Advanced matrix methods
Eigen-stuff
Eigendecomposition-based methods: SVD, PCA, LDA
import numpy as np
from matplotlib import pyplot as plt
%matplotlib inline
For three matrices ${A}$, ${B}$, and ${C}$ we have the following properties
Commutative Law of Addition: ${A} + {B} = {B} + {A}$
Associative Law of Addition: $(\textit{A} + \textit{B}) + \textit{C} = \textit{A} + (\textit{B} + \textit{C})$
Associative Law of Multiplication: $\textit{A}(\textit{B}\textit{C}) = (\textit{A}\textit{B})\textit{C}$
Distributive Law: $\textit{A}(\textit{B} + \textit{C}) = \textit{A}\textit{B} + \textit{A}\textit{C}$
Identity: There is the matrix equivalent of one. We define a matrix ${I_n}$ of dimension $n \times n$ such that the elements of ${I_n}$ are all zero, except the diagonal elements $i=j$; where $i_{ii} = 1$
Zero: We define a matrix 0 of $m \times n$ dimension as the matrix where all components $ij$ are 0
$I_3 = \begin{bmatrix} 1 & 0 & 0\\ 0 & 1 & 0 \\ 0 & 0 & 1\\ \end{bmatrix}$
Here we can write $\textit{I}\textit{B} = \textit{B}\textit{I} = \textit{B}$ or $\textit{I}\textit{I} = \textit{I}$
Again, it is important to reiterate that matrices are not in general commutative with respect to multiplication. That is to say that the left and right products of matrices are, in general different.
$AB \neq BA$
import numpy as np
np.eye(3)
array([[1., 0., 0.], [0., 1., 0.], [0., 0., 1.]])

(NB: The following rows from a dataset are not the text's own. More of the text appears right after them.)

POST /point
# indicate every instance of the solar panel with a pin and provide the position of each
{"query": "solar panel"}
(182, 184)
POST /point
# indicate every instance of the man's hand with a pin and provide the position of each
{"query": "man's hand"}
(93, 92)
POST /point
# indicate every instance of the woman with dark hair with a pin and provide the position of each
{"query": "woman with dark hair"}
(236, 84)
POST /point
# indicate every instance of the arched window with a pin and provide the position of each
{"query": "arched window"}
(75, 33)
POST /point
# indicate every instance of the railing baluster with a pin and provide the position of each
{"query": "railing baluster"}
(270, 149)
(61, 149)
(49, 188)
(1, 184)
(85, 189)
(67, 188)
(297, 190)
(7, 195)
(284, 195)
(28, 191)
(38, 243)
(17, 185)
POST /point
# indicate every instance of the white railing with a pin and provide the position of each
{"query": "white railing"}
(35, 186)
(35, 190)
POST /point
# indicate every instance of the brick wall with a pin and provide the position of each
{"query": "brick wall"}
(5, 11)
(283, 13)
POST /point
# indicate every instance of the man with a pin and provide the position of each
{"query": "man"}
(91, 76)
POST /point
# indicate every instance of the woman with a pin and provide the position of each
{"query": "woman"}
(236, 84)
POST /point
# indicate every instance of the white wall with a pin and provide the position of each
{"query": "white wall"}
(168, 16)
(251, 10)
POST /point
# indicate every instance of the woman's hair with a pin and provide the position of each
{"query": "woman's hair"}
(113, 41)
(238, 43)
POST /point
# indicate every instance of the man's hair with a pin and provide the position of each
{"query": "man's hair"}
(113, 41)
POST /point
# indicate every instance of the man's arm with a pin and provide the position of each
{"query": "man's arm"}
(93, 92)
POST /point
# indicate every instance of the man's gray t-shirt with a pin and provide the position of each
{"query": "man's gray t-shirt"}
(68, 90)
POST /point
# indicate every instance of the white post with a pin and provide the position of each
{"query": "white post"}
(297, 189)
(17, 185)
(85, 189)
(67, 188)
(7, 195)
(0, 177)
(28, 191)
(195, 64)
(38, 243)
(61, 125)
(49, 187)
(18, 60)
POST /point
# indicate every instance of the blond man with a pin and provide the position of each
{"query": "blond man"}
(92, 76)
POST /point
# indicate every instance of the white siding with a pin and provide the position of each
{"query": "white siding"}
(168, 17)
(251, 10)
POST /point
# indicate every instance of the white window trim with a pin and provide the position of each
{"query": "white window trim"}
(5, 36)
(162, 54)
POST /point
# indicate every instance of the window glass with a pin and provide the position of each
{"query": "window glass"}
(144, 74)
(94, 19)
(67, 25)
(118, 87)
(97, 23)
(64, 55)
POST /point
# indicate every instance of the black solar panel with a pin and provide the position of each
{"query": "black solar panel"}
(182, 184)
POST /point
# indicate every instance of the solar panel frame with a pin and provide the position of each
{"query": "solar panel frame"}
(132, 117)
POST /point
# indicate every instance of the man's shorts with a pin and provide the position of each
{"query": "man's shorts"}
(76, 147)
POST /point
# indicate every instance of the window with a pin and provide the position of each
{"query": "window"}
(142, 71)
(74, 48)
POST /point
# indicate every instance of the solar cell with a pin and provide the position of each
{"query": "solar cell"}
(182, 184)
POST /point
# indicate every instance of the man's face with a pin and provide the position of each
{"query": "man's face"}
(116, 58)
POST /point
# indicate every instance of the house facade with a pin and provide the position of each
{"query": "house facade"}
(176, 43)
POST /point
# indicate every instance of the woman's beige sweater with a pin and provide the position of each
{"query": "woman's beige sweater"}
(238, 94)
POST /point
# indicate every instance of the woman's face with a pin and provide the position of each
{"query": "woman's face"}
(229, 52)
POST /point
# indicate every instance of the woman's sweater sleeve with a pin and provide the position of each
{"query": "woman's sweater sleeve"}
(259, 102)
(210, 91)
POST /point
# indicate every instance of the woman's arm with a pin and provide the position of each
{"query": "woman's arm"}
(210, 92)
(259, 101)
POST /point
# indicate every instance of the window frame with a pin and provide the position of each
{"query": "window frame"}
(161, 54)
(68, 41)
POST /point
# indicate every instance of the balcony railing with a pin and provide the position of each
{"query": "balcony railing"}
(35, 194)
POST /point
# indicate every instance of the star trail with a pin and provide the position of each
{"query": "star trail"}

Use your Jupyter notebook to demonstrate the following operations using NumPy:
Also test for yourself what happens when sizes do not match properly
A = np.asarray([[1,2],[4,5]])
B = np.asarray([[3,4,6],[4,5,7],[7,8,9]])
#A + B
np.matmul(A,B)
--------------------------------------------------------------------------- ValueError Traceback (most recent call last) <ipython-input-5-81694fb11724> in <module>() 3 4 #A + B ----> 5 np.matmul(A,B) ValueError: shapes (2,2) and (3,3) not aligned: 2 (dim 1) != 3 (dim 0)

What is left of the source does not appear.